The flight between London and Deli seems longer than our flight between S.F.O. and London.  Neither of us own a watch and with our smart phones on airplane mode, we float in limbo.  Once in our seats, we each take half an Ambian and are asleep before the plane takes off.  I vaguely remember the stewardess tapping my shoulder and asking if we want dinner but I grunt, decline and sleep. John is contorted into his seat, his lanky body a pretzel of discomfort.  He is wearing his baseball cap with his hood pulled up over it and his face barely showing.  He reminds me of a duck billed platypus.  Some hours later, I wake, slip on my headphones and turn on my personal entertainment screen. I choose a Bollywood Movie to ease myself into consciousness and into the spirit of India.

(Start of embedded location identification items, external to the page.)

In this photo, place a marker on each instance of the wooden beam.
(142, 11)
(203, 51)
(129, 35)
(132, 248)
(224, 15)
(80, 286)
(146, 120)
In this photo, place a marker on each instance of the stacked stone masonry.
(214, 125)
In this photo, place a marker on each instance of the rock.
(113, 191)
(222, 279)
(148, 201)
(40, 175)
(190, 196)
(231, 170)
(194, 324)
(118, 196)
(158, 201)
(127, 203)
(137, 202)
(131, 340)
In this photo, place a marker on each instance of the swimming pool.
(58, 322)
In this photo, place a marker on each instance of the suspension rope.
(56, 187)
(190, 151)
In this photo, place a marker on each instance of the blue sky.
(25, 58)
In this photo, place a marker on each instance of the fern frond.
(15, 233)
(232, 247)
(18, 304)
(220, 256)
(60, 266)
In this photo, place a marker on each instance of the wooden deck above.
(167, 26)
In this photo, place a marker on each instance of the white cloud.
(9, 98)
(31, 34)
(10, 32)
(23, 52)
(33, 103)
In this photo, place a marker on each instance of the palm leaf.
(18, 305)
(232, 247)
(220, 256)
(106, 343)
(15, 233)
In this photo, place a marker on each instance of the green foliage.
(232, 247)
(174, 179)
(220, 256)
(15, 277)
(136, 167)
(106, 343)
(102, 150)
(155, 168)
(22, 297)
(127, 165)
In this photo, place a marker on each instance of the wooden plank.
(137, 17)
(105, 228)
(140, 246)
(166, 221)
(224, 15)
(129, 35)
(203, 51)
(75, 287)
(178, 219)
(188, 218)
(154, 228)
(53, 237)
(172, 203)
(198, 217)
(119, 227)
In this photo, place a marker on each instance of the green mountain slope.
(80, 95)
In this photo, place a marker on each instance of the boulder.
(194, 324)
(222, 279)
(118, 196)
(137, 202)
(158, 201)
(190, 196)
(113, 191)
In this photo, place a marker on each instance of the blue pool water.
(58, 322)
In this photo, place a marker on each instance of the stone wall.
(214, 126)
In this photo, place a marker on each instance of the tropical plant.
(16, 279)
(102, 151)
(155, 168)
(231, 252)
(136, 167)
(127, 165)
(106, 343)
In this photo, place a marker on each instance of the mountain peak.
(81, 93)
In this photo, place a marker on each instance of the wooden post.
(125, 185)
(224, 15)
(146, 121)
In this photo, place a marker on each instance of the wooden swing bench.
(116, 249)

Friday – January 11th.  We Arrive in Deli

Indian customs is easy but the immigration attendant raises an eyebrow that our visas are good for 10 years.  He comments that that must be a mistake and I smile and assure him that it is not; that we expect to have a wonderful time and be back again soon.  The young couple, at the adjoining counter, are not having such an easy time of it; something is amiss with their paperwork.  We are excited and rested and practically skip to the baggage claim where we wait anxiously, watching the revolving loop of suitcases hoping to soon be reunited with our luggage. Our bags are slow in coming and I try to reassure myself that since we checked in early at S.F.O. our bags would have been some of the first on and therefore the last off.  Mine suitcase is eventually regurgitated from the shoot with John’s duffle following moments later.  No one checks our tags when we exit the terminal but when we are finally at the hotel and unpack, I find a inspection tag inside my bag.